Jesus summoned the Twelve and began to send them out two by two and gave them authority over unclean spirits. He instructed them to take nothing for the journey but a walking stick— no food, no sack, no money in their belts. They were, however, to wear sandals but not a second tunic. He said to them, “Wherever you enter a house, stay there until you leave. Whatever place does not welcome you or listen to you, leave there and shake the dust off your feet in testimony against them.” So they went off and preached repentance. The Twelve drove out many demons, and they anointed with oil many who were sick and cured them. Mark 6:7-13
This Gospel reading makes me picture an air conditioning sales team (look y’all, it’s hot out there - the brain goes where it wants). I can picture them in their bright blue polo shirts gathered together in the office before taking off to go house to house. The boss sits down the sales teams and splits them up in groups of two, for the sake of safety and accountability. He reviews the quota and possible prizes for best sales team. He creates a format for how the conversations should go. ‘Begin with a firm handshake and genuine smile. Ask how their air conditioning is doing. Move the conversation into how much they are paying per month for air conditioning and see if you can get them to crack. After that, present these 3 points…’ The teams practice on each other before moving out into the neighborhood.

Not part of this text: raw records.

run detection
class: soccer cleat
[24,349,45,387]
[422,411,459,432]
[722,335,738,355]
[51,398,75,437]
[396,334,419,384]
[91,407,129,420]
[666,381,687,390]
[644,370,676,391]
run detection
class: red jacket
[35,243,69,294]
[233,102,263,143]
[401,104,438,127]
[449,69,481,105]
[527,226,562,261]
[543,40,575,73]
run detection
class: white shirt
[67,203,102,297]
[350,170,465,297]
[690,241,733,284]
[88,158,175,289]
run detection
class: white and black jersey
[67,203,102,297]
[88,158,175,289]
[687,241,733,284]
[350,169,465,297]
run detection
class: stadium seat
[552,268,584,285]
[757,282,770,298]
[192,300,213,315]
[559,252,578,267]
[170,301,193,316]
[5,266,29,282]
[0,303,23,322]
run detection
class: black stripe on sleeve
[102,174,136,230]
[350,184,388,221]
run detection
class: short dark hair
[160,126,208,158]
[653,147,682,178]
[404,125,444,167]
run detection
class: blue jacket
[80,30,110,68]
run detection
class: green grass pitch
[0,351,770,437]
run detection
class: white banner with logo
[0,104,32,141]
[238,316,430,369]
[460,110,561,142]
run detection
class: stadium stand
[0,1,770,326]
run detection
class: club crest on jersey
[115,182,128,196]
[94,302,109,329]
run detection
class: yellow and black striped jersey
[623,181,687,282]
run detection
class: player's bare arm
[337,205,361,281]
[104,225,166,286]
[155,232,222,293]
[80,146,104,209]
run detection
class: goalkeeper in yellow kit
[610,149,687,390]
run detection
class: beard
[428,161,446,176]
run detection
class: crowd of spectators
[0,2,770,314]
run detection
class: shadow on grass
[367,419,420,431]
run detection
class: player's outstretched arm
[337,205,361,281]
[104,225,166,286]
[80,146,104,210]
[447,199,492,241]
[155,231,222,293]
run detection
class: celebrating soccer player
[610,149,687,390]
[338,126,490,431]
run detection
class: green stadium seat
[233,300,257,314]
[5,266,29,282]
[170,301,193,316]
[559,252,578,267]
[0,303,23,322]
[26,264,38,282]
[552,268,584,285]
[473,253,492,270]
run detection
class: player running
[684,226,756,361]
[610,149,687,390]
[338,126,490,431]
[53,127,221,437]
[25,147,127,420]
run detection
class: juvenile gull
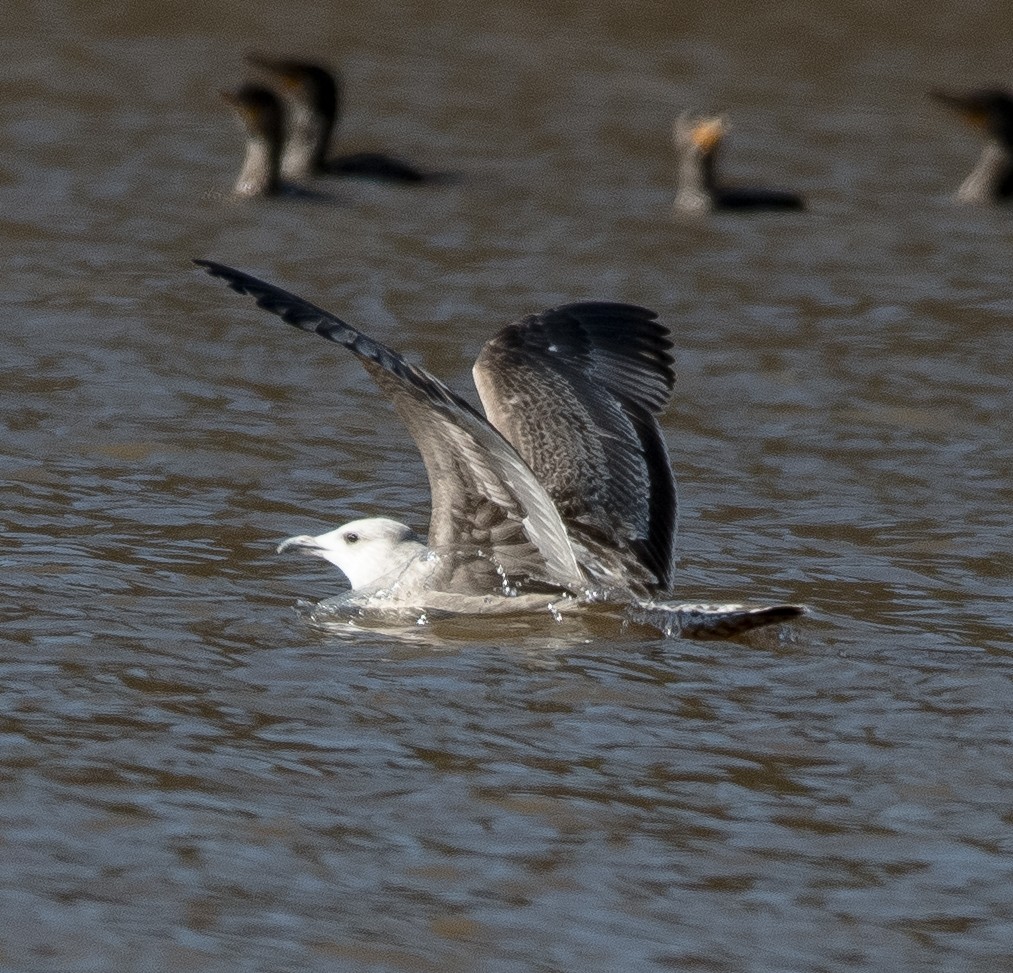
[194,260,802,635]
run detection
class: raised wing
[474,302,677,592]
[194,260,586,593]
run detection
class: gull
[194,260,803,635]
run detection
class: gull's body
[249,57,435,183]
[672,114,805,213]
[222,84,285,196]
[197,260,801,634]
[932,88,1013,204]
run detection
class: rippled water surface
[0,0,1013,973]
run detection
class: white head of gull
[278,517,426,589]
[194,260,802,636]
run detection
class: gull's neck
[235,136,281,196]
[676,146,717,210]
[956,139,1013,202]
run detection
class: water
[0,0,1013,973]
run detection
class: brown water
[0,0,1013,973]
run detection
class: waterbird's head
[929,88,1013,145]
[278,517,425,589]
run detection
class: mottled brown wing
[194,260,585,594]
[474,303,677,592]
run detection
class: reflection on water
[0,0,1013,973]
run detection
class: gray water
[0,0,1013,973]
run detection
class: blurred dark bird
[930,88,1013,202]
[673,113,805,213]
[247,55,443,183]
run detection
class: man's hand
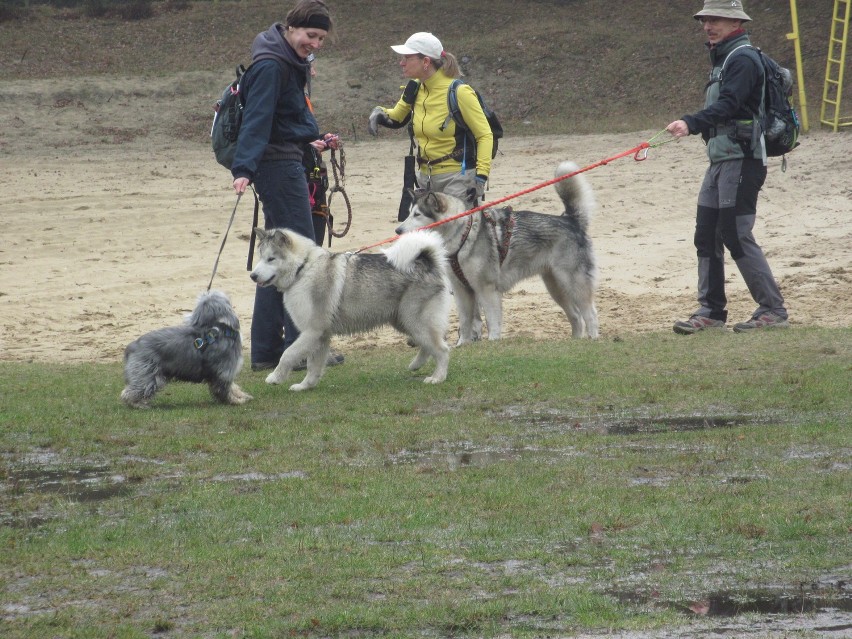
[666,120,689,138]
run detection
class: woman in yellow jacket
[369,32,494,205]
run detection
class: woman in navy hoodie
[231,0,343,370]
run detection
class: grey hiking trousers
[694,159,787,322]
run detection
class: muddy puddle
[495,407,772,435]
[385,445,576,471]
[3,466,131,502]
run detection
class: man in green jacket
[666,0,789,335]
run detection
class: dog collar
[192,326,240,351]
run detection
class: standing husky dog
[251,228,450,391]
[121,291,251,408]
[396,162,598,345]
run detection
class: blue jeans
[251,160,314,364]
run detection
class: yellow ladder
[819,0,852,133]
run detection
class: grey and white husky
[251,228,451,391]
[396,162,598,345]
[121,290,252,408]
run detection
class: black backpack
[210,55,290,171]
[441,79,503,163]
[722,44,800,158]
[210,64,246,170]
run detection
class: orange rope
[353,139,659,253]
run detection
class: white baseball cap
[391,31,444,60]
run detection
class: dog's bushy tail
[555,161,595,231]
[382,231,448,273]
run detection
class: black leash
[207,187,260,291]
[327,148,352,240]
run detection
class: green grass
[0,329,852,638]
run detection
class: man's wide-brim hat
[692,0,751,22]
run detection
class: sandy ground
[0,75,852,362]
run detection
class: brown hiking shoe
[672,315,725,335]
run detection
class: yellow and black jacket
[385,69,494,178]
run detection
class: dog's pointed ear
[426,190,447,213]
[270,229,292,246]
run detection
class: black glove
[367,107,396,137]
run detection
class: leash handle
[207,193,243,292]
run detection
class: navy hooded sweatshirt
[231,23,320,180]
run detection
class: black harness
[192,325,240,353]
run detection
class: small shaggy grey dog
[121,291,252,408]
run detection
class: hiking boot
[734,311,790,333]
[672,315,725,335]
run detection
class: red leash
[353,139,659,253]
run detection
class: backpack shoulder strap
[441,78,467,131]
[719,44,763,80]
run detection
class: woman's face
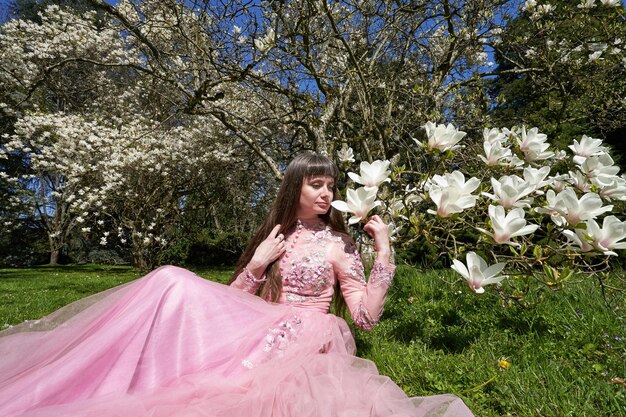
[298,175,335,219]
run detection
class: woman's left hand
[363,215,391,257]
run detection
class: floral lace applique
[352,301,376,330]
[283,251,332,295]
[239,268,265,293]
[346,243,365,284]
[370,261,396,287]
[241,315,302,369]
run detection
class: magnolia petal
[348,216,362,224]
[348,172,363,184]
[330,200,350,213]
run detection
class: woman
[0,153,471,417]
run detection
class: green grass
[0,265,626,417]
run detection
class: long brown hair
[230,152,347,314]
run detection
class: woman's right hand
[247,224,286,277]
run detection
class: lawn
[0,265,626,417]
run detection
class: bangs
[304,155,339,179]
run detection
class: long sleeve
[334,237,396,330]
[230,268,265,294]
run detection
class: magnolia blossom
[348,160,391,191]
[524,166,552,195]
[578,0,596,9]
[478,140,513,166]
[482,175,534,209]
[337,143,354,163]
[600,0,620,7]
[425,171,480,217]
[596,175,626,201]
[535,188,613,226]
[413,122,467,152]
[569,135,607,165]
[477,205,539,246]
[569,171,591,193]
[331,187,380,224]
[451,252,506,294]
[517,126,554,162]
[427,187,478,218]
[563,216,626,256]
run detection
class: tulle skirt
[0,266,472,417]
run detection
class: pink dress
[0,219,472,417]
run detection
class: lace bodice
[231,221,395,330]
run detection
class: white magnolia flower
[524,0,537,11]
[569,171,591,193]
[478,140,513,166]
[482,175,534,209]
[594,175,626,201]
[569,135,607,165]
[451,252,506,294]
[570,154,619,184]
[535,188,613,226]
[425,171,480,217]
[563,216,626,256]
[413,122,467,152]
[578,0,596,9]
[477,205,539,246]
[524,166,552,195]
[483,127,507,145]
[427,187,478,218]
[337,143,354,163]
[348,160,391,191]
[331,187,380,224]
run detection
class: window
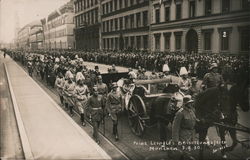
[136,36,141,49]
[130,14,135,28]
[205,0,212,16]
[130,36,135,48]
[240,26,250,51]
[220,31,229,51]
[241,0,250,10]
[155,34,161,50]
[165,7,170,22]
[189,1,195,17]
[155,9,160,23]
[143,35,148,49]
[124,0,128,8]
[176,4,181,20]
[164,33,171,50]
[119,17,123,30]
[110,1,113,12]
[222,0,230,13]
[143,11,148,26]
[175,34,182,50]
[110,19,113,31]
[136,13,141,28]
[114,0,117,11]
[204,32,211,51]
[125,16,128,29]
[119,0,123,9]
[115,19,118,31]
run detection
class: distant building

And then I picture Jesus’ teams of two and his speech to his apostles before leaving. And suddenly there is a glaring difference. Jesus didn’t talk about their conversations or what theology they need to sell to the people. He focused on the lifestyle of those he was sending out. He focused on what they would wear, how many possessions they should have…

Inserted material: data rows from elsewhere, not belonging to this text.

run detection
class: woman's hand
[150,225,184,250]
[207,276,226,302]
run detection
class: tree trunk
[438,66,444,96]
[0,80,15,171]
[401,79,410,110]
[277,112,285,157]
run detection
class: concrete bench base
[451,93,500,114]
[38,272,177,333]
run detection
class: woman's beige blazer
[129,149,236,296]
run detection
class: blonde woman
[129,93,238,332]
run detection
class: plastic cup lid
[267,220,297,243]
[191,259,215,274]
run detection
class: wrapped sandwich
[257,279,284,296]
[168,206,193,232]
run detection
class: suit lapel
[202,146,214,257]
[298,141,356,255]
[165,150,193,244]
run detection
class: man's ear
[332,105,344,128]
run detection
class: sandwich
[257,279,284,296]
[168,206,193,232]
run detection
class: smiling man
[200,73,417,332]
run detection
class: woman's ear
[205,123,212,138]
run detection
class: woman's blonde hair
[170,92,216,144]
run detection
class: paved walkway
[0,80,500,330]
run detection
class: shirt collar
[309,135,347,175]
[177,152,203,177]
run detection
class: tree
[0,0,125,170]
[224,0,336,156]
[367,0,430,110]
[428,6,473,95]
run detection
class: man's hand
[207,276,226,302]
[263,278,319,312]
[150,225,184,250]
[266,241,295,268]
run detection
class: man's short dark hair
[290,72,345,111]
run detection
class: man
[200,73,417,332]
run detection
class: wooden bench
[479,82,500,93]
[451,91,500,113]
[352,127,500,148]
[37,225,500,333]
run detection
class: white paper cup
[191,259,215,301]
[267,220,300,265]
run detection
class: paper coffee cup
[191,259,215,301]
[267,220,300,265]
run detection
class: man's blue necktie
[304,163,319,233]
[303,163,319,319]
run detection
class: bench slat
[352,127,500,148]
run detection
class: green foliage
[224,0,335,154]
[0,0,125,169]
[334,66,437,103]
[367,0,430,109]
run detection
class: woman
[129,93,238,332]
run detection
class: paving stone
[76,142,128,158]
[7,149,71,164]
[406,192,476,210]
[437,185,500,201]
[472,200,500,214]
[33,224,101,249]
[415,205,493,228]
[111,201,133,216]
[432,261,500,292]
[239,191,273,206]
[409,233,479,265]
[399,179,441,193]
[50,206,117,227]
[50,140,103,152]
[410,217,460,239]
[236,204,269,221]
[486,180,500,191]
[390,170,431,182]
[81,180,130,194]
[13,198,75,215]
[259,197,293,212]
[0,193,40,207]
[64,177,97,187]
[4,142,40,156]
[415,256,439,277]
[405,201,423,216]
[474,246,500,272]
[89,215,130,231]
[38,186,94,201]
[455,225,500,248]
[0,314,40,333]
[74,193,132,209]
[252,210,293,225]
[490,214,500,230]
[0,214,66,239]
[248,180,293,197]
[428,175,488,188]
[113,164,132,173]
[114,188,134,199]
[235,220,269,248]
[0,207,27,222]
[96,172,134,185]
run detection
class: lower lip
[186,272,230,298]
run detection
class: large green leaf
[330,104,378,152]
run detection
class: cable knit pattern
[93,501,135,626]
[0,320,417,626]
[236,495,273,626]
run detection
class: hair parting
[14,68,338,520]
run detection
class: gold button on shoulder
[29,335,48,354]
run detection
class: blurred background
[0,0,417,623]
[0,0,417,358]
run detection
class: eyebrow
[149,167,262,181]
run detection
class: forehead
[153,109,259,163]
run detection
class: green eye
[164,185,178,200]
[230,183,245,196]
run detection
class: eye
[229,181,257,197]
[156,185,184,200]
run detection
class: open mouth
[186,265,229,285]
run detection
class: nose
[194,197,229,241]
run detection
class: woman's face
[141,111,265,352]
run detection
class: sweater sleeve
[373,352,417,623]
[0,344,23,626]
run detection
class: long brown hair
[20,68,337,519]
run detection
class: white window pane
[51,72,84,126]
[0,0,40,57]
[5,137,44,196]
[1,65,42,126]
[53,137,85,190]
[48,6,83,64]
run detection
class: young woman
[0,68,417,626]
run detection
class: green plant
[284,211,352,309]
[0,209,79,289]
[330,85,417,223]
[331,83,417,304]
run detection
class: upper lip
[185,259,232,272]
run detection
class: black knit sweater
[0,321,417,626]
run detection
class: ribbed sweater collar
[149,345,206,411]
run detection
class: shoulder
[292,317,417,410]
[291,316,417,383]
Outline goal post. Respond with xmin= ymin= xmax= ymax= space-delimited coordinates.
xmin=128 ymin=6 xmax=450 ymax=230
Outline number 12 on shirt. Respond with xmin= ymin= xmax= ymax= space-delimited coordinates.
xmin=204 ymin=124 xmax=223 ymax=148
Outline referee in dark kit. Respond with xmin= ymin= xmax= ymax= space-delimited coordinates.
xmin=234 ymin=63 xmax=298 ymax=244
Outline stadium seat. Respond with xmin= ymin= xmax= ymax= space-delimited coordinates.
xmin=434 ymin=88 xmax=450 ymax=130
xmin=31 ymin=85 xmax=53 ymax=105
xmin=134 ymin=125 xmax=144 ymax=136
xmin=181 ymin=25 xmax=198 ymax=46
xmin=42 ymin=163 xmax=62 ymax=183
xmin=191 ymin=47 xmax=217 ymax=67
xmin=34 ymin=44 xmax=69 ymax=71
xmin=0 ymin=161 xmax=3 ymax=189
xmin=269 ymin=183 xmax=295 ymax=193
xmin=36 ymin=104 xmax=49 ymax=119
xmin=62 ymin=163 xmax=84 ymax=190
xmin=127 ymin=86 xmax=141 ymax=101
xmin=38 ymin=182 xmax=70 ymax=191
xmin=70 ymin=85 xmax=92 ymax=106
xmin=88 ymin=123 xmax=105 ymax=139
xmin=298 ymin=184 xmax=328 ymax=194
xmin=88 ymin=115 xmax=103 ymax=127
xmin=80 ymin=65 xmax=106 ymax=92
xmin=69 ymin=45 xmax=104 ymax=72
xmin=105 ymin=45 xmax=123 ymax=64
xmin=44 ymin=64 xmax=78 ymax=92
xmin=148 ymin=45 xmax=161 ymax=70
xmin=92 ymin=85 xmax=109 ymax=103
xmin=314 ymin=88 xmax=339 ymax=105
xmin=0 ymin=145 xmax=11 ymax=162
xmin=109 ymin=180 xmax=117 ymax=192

Jesus asks his apostles to let go of their securities, their homes, possessions, clothing, money. They are going to need to trust Jesus fully. They must trade in security for simplicity, and in return, they are gifted the power of the Holy Spirit to cure the sick and drive out evil spirits. In two words, Jesus’ message to his apostles before sending them out is: travel light.
Travel light in possessions and travel light in your heart. Our worldly blessings (wealth, possessions, health, success, etc.) can stunt our desire for God and our freedom to follow Christ. Our hearts, as well, can grow to love good things in a way that they become unhealthily attached. St. Ignatius preached the importance of detachment, “We should not fix our desires on health or sickness, wealth or poverty, success or failure, a long life or a short one.” Instead he counsels us to attach our hearts solely on Christ. While we may use our health, wealth, family, friends, success and possessions for the glory of God, we must discern if we are really doing that. St. Ignatius talks about “making use of those things that help to bring us closer to God and leaving aside those things that don’t.”
And so this week we ask:
What attachments am I holding onto that I might be better off letting go?
Does my life reflect the truth that the greatest treasure I carry is the good news of Jesus?
When others see me, does the message of Jesus shine clearly through my life or is it being distorted by my unhealthy attachments?
Two thousand years ago people judged the message of Christ by the life of the messengers more than by the words they spoke. That has not changed. Former Brazilian Archbishop Dom Helder Camara used to tell his catechists (and I think it applies to us, too), ‘Sisters and brothers, watch how you live. Your lives may be the only gospel your listeners will ever read’.